Before KAP can perform name partitioning, you must specify the switch -scalaropt=n, where n is greater than or equal to 3.

The -nonamepartitioning switch explicitly prevents name partitioning.

5.2.3 -optimize, -o, (-optimize=5)

The -optimize switch sets the base optimization and code analysis level, ranging from 0 (no optimization) to 5 (maximum optimization). The optimization level can also be modified on a loop-by-loop basis by the !*$* optimize (<integer>) directive. Some of the code analysis techniques can be enabled with the -scalaropt switch.

The meaning of each of the different optimization levels is as follows. Each optimization level is cumulative, for example, level 4 performs what is listed below for that level, in addition to what is listed for levels 0--3.

A higher optimization level results in more optimization, more analysis, and more ambitious transformations, along with increased compilation time.

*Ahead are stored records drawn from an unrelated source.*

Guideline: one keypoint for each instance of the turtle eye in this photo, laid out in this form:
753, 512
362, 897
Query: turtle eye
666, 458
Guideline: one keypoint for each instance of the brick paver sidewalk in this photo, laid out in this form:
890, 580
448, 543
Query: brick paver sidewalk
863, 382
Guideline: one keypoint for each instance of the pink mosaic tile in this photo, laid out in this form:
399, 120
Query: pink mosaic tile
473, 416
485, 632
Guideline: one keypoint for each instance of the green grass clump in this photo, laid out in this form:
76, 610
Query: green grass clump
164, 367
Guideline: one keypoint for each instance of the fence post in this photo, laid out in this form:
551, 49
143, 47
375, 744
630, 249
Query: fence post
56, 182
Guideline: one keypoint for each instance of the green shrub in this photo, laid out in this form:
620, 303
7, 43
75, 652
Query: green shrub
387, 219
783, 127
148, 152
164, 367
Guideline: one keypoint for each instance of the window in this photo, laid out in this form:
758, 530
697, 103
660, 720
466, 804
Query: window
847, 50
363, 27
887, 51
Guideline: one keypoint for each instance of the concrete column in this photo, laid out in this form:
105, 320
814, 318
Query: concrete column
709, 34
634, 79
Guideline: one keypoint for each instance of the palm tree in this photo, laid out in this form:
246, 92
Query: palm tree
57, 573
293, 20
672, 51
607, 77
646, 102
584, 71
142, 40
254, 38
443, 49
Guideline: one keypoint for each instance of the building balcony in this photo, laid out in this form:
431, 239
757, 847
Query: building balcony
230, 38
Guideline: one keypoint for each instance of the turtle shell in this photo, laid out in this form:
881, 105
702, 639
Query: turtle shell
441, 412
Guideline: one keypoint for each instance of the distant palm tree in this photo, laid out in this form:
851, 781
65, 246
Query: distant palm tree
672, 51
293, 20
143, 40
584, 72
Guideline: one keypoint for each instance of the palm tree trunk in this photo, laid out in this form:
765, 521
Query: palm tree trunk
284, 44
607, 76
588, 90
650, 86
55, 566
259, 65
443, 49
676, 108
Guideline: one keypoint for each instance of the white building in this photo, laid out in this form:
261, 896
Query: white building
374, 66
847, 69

5.2.4 -recursion, -rec, (-norecursion), -norec

The -recursion switch informs KAP that subroutines and functions in the source program may be called recursively (that is, it calls itself or calls another routine that calls it). This affects storage allocation decisions and the interpretation of the -save option. The -recursion switch must be in force in each recursive routine that kapf90 processes, or unsafe transformations could result.

The -norecursion option tells KAP to assume that recursion is not used in the program being processed.

5.2.5 -roundoff, -r, (-roundoff=3)

The -roundoff switch allows you to specify the change from serial roundoff error that is tolerable. If an arithmetic reduction is accumulated in a different order than in the scalar program, the roundoff error is accumulated differently and the final result may differ from that of the original program. While the difference is usually insignificant, certain restructuring transformations performed by KAP must be disabled to obtain exactly the same results as the scalar program. These transformations are discussed further in Chapter 9.

KAP classifies its transformations by the amount of difference in roundoff error that can accumulate so you can decide what level of roundoff error differences is allowable. The -roundoff command switch has the values 0 to 3.

Roundoff levels are cumulative, performing what is listed for each level, as well as what is listed for the lower levels. The meaning of each roundoff level is as follows:

5.2.6 -scalaropt, -so, (-scalaropt=3)

The -scalaropt command-line switch sets the level to which dusty-deck and other scalar transformations are performed. Unlike the -scalaropt command-line switch, the !*$* scalar optimize directive sets the level of loop-based optimizations (for example, loop fusion) only, and not straight-code optimizations (for example, dead-code elimination).

The allowed values and their meanings are as follows:

5.2.7 -skip, -sk, -nsk, (-noskip)

Use the -skip switch following the -routine switch to stop KAP from processing specified routines. KAP writes out unchanged source code for the specified routines. See the description of the -routine switch in Section 5.6.20.

5.2.8 -tune, -tune, (-tune=<architecture>)

The KAP preprocessor determines whether the host architecture is ev4, ev5, or ev6 and then optimizes your program for that architecture by default. In the event you compile a program on one architecture but plan to run it on another, override the default by setting -tune equal to the architecture where the program will run. For example, if you compile a program on ev4 architecture, but plan to run it on ev5, use -tune=ev5.

5.3 Parallel Processing Switches for kapf90

The following sections describe the switches you use to control how the multiprocessor version of KAP prepares programs for parallel execution.

5.3.1 -chunk


This switch modifies, and is used only with, the -scheduling switch. The -chunk switch determines the number of loop iterations that are in a group. Its default value is 1.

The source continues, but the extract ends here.